Language Models Data Stores
Copy for LLM
Copy page as Markdown for LLMs
View as Markdown
Open this page as Markdown
Open in ChatGPT
Get insights from ChatGPT
Open in Claude
Get insights from Claude

Tisane language models are stored in directories. They can be divided into:

Language-specific data that describes a particular language.
Crosslingual data used by all languages (for example, semantic connections between concepts).

Language-Specific Data

Language-specific data stores are named according to the following convention: (language_code)-(data_store_name)
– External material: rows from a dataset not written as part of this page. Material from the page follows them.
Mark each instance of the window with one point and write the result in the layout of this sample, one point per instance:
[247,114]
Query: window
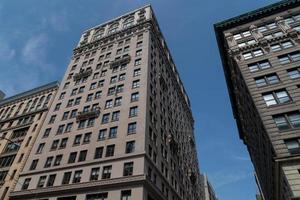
[52,119]
[98,152]
[109,103]
[47,132]
[113,132]
[77,176]
[63,143]
[276,97]
[128,169]
[121,77]
[266,80]
[54,145]
[118,101]
[282,45]
[102,134]
[138,62]
[252,54]
[48,162]
[87,137]
[65,115]
[293,145]
[126,195]
[57,160]
[40,148]
[294,73]
[82,155]
[287,121]
[133,112]
[98,196]
[105,118]
[135,84]
[265,64]
[33,164]
[137,72]
[128,22]
[72,157]
[130,147]
[26,183]
[110,150]
[69,127]
[94,174]
[131,128]
[51,180]
[115,116]
[66,178]
[290,57]
[134,96]
[106,172]
[60,129]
Language code: Based on ISO-639-1 language code standard, optionally including dialects.
Data store name: Structures stored.

Examples:

en-phrase: English phrasal patterns
fr-nondic: French nondictionary entity heuristics
zh_CN-phrase: Chinese (Simplified) phrasal patterns

Crosslingual Data Stores

These data stores used by all languages:

family
role
pragma

Important: All data stores for a language must reside in the same directory.

Partial Distribution

In order to conserve space or out of other considerations, it is possible to exclude languages or components from deployment.
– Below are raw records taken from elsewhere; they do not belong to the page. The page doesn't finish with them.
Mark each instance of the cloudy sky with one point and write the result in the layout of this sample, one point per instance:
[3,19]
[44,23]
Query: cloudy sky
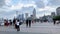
[8,8]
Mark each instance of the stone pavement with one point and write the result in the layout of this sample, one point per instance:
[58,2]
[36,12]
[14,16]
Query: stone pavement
[35,28]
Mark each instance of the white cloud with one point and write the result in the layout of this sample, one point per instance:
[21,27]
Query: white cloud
[47,8]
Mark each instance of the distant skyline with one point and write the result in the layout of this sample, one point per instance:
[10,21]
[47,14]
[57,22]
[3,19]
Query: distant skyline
[8,8]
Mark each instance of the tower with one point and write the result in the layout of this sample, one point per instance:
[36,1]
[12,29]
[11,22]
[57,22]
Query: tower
[34,13]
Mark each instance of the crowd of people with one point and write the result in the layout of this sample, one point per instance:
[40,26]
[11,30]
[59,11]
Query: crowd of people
[16,23]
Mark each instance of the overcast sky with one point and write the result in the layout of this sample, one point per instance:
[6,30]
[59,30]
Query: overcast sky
[8,8]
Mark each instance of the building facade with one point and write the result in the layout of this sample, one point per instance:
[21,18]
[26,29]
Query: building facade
[58,11]
[34,13]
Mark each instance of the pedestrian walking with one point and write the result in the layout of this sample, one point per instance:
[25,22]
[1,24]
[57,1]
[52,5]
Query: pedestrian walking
[17,25]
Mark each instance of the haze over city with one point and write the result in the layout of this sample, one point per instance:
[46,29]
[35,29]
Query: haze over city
[9,7]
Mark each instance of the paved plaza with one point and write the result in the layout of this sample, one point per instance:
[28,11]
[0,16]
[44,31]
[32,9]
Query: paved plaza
[36,28]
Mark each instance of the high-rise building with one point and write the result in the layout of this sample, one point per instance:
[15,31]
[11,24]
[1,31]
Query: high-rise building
[26,15]
[34,13]
[58,11]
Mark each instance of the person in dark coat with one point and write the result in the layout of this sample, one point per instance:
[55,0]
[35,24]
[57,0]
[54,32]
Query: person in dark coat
[28,22]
Providing Selected Languages Only

To include only specific languages, identify the appropriate language codes (e.g., en, de, zh_CN) and include the corresponding language-specific data stores along with the three shared data stores (family, role, pragma).

Providing Partial Functionality

Stores xx-famlex and xx-famphrase are used for translation only, and can be excluded from distribution if Tisane is not used for translation.

spellchecking

Spellchecking data is stored under xx-spell stores. If omitted, spellchecking will not work.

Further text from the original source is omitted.